While the layout is similar, the 1976 Pauline Version gives you the entire four Week Psalter for the Office of Readings where the CBP gives you a sampling.
I had double checked by Office of Reading Psalter, and it contained all 4x7x3 psalm. What is missing is all the actual readings, but quite frankly, is also missing from all one volumes version.

Sidenote: I am looking at stutler.cc/russ/african_breviary.html, where he showed the Pauline LoTH 1 volume (Prayer of the church). As it does not use a seperate section, Does the Psalter contain the OoR Psalms?
 
Jestersage: I did not say that the Pauline 1976 has the readings, all it has is the 4 week Psalter (i.e. the Psalms) that are used WITH the Office of Readings.

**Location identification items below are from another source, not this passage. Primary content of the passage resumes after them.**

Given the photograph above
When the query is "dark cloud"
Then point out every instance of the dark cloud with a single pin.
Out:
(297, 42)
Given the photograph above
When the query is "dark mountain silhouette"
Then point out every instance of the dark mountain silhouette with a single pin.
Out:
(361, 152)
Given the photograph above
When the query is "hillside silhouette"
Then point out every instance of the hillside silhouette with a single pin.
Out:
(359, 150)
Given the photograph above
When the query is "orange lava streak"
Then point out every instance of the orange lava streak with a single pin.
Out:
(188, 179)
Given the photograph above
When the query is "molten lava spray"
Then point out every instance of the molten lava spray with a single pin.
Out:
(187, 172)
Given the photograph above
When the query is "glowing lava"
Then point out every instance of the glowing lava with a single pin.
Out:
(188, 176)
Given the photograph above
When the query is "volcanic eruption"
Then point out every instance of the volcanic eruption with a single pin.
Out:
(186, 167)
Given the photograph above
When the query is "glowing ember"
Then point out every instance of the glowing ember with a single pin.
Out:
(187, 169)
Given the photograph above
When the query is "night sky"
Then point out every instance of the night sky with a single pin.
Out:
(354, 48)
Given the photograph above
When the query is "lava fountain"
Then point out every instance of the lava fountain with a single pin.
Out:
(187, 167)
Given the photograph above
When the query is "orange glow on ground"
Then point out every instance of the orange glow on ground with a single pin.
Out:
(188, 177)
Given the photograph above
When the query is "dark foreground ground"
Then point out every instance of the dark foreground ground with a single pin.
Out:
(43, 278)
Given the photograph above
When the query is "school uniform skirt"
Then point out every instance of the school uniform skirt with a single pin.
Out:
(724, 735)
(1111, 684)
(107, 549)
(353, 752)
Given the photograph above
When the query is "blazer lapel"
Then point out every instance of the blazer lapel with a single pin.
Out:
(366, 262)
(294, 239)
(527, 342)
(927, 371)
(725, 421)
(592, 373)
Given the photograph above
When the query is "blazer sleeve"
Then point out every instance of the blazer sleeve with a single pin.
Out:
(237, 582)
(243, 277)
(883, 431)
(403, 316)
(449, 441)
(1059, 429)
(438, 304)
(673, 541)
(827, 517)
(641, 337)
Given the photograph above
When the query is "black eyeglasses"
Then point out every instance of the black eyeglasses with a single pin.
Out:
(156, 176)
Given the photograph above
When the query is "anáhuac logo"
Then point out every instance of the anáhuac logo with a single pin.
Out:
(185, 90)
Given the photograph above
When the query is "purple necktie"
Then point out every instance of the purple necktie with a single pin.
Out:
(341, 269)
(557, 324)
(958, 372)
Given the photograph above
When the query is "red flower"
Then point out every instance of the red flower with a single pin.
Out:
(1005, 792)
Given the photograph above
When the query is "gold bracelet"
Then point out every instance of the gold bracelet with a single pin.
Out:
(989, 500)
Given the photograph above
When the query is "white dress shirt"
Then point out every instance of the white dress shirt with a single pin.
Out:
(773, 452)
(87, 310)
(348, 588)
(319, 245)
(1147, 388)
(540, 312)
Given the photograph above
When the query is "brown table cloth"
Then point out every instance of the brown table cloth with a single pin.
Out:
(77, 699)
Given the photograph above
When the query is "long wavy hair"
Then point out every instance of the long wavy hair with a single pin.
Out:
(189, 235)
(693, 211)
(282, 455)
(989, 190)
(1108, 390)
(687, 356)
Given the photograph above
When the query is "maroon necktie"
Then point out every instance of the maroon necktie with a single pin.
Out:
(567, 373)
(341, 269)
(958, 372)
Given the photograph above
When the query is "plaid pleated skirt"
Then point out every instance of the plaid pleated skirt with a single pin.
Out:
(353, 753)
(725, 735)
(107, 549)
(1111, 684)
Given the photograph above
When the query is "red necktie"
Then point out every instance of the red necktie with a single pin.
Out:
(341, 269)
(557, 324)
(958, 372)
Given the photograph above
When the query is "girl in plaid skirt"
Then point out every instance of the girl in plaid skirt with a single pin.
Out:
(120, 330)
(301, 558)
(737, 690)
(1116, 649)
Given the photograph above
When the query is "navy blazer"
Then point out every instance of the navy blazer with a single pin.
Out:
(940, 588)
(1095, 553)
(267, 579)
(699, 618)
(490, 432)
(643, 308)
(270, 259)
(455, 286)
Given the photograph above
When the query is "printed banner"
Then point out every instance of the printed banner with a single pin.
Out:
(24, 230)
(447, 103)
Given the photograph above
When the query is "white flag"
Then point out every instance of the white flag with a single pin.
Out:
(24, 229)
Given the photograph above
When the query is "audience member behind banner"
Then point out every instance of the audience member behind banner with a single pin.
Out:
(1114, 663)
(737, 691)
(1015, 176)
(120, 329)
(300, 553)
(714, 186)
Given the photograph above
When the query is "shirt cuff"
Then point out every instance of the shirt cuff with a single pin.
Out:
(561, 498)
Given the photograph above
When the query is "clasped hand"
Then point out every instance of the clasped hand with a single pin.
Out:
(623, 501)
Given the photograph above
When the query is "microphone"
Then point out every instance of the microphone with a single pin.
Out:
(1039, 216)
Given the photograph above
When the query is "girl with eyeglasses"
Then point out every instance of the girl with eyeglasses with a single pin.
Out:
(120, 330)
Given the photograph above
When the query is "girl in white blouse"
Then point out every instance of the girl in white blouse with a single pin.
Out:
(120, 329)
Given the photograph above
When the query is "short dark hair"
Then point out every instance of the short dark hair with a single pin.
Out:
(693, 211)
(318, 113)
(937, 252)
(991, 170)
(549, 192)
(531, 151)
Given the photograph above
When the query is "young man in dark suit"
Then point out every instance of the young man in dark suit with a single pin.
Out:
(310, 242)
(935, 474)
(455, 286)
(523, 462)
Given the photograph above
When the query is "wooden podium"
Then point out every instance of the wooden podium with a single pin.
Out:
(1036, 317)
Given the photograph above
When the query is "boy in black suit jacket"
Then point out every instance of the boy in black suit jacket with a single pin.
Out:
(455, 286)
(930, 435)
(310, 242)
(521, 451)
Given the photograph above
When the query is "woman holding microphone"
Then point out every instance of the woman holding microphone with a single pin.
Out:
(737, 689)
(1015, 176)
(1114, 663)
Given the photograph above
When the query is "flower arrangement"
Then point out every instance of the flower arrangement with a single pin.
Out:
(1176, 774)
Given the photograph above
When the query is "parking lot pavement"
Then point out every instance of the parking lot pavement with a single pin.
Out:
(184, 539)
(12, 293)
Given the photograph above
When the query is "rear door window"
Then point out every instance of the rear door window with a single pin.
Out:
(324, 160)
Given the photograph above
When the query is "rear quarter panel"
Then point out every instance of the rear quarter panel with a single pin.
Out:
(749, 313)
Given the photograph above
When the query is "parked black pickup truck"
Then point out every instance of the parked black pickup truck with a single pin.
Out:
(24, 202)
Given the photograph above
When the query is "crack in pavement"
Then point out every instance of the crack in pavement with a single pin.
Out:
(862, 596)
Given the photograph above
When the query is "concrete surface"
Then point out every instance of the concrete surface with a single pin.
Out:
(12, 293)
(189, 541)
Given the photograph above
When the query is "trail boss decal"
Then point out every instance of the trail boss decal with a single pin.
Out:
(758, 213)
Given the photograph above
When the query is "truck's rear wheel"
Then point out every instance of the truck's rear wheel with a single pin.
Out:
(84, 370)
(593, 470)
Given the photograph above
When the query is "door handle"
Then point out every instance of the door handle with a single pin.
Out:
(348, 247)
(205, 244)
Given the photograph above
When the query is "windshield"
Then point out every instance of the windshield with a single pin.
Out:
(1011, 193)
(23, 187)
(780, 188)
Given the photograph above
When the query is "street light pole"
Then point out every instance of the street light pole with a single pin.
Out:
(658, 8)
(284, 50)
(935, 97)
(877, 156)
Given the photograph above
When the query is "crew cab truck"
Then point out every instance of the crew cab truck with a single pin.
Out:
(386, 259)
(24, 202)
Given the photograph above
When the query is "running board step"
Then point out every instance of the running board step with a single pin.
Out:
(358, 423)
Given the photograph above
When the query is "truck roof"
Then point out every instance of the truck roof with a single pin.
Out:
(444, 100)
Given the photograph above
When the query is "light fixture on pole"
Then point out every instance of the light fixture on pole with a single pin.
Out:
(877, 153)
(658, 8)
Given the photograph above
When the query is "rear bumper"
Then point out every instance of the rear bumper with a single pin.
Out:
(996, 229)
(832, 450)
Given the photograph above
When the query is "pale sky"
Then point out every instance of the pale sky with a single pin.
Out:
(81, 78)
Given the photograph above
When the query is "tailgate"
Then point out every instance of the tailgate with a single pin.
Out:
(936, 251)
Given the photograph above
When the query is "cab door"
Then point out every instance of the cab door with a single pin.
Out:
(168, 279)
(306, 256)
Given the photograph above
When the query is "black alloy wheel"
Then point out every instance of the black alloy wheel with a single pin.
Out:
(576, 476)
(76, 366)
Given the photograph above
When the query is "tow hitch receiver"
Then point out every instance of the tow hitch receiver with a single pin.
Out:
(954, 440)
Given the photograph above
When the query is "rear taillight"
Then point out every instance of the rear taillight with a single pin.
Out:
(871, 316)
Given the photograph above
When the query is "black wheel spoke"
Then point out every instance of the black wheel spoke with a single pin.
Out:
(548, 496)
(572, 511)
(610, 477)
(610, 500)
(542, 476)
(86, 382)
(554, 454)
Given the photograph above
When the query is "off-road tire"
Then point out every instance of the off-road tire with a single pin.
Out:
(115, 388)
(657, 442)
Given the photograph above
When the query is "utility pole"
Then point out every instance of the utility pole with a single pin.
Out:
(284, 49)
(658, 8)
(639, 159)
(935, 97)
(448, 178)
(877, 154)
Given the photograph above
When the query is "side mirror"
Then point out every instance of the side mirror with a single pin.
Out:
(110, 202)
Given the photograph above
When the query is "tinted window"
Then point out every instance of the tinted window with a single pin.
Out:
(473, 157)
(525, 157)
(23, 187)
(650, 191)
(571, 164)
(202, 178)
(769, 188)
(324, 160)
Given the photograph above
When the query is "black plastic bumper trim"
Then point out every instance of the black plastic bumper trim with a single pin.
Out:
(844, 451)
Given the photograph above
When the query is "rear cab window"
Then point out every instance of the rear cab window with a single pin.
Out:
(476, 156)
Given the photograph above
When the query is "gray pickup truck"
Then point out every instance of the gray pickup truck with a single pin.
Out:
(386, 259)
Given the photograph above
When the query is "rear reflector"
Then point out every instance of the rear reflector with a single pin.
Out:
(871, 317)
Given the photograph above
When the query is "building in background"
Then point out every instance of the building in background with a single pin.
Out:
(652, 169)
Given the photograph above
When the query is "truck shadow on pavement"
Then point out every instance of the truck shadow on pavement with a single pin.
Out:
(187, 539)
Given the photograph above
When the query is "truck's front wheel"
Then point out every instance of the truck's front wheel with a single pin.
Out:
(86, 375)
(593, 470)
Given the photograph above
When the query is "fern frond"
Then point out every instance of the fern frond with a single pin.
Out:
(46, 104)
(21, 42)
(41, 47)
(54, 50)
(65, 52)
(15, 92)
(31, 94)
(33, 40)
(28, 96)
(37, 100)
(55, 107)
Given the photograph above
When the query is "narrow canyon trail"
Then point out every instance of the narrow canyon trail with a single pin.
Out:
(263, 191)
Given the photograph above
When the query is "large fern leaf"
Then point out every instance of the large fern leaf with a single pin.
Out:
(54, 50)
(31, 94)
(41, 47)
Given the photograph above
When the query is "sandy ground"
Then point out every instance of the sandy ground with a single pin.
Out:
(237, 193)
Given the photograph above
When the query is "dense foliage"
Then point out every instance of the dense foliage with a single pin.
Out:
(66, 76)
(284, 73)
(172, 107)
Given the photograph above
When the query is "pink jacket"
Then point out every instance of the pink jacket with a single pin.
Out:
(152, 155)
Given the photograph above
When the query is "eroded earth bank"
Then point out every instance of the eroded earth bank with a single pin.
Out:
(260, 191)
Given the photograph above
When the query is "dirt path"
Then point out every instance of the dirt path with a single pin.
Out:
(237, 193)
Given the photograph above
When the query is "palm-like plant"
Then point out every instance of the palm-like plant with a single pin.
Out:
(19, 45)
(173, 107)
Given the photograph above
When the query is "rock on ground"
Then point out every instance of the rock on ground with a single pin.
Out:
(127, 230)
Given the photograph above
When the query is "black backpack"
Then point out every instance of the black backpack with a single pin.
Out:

Please note that there is a 1976 Pauline Office of Readings book, it’s also out of print and even harder to obtain.

The Kenyan LotH does not have the Psalms for the Office of Readings at all.
 
My wife and I have been praying liturgy of the hours for about a year as a aprt of our morning prayer. We were using the Laudate app but wanted the books also. We got the 4 volume set but reading the instructions was worse than the IRS instructions for tax forms.

I found a pdf file that does a walk through of all the instructions, step by step for each of the hours. It tells where to put the ribbons, which pages to flip to when, everything. The writer explains all the options and rubics in a very easy to read manner.This is the link:

prayer.rosaryshop.com/discoveringPrayer.pdf

It has taken us about a week of practice to get to the point of feeling like we are praying again instead of getting frustrated with flipping pages and reading instruction, but it has been worth it. Once we get the Ordinary down pat, we will start adding the memorials, feasts and solemnities.